Book Description
Pearl Harbor was not an accident, a mere
failure of American intelligence, or a brilliant Japanese
military coup. It was the result of a carefully orchestrated
design, initiated at the highest levels of our government.
According to a key memorandum eight steps were taken to make
sure we would enter the war by this means. Pearl Harbor was
the only way, leading officials felt, to galvanize the
reluctant American public into action.
This great question of Pearl Harbor--what did we know and
when did we know it?--has been argued for years. At first, a
panel created by FDR concluded that we had no advance warning
and should blame only the local commanders for lack of
preparedness. More recently, historians such as John Toland
and Edward Beach have concluded that some intelligence was
intercepted. Finally, just months ago, the Senate voted to
exonerate Hawaii commanders Admiral Kimmel and Lieutenant
General Short, after the Pentagon officially declared that
blame should be "broadly shared." But no
investigator has ever been able to prove that fore-knowledge
of the attack existed at the highest levels.
Until now. After decades of Freedom of Information Act
requests, Robert B. Stinnett has gathered the long-hidden
evidence that shatters every shibboleth of Pearl Harbor. It
shows that not only was the attack expected, it was deliberately
provoked through an eight-step program devised by the Navy.
Whereas previous investigators have claimed that our
government did not crack Japan's military codes before
December 7, 1941, Stinnett offers cable after cable of
decryptions. He proves that a Japanese spy on the island
transmitted information--including a map of bombing
targets--beginning on August 21, and that government
intelligence knew all about it. He reveals that Admiral
Kimmel was prevented from conducting a routine training
exercise at the eleventh hour that would have uncovered the
location of the oncoming Japanese fleet. And contrary to
previous claims, he shows that the Japanese fleet did not
maintain radio silence as it approached Hawaii. Its many
coded cables were intercepted and decoded by American
cryptographers in Stations on Hawaii and in Seattle.
The evidence is overwhelming. At the highest levels--on
FDR's desk--America had ample warning of the pending attack.

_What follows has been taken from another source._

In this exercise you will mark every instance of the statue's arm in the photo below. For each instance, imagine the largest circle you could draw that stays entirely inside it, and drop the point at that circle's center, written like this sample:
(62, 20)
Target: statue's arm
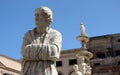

At those same levels, it was understood that the isolationist
American public would not support a declaration of war unless
we were attacked first. The result was a plan to anger Japan,
to keep the loyal officers responsible for Pearl Harbor in
the dark, and thus to drag America into the greatest war of
her existence.
Yet even having found what he calls the "terrible
truth," Stinnett is still inclined to forgive. "I
sympathize with the agonizing dilemma faced by President
Roosevelt," he writes. "He was forced to find
circuitous means to persuade an isolationist America to join
in a fight for freedom....It is easier to take a critical
view of this policy a half century removed than to understand
fully what went on in Roosevelt's mind in the year prior to
Pearl Harbor."
Day of Deceit is the definitive final chapter on
America's greatest secret and our worst military disaster.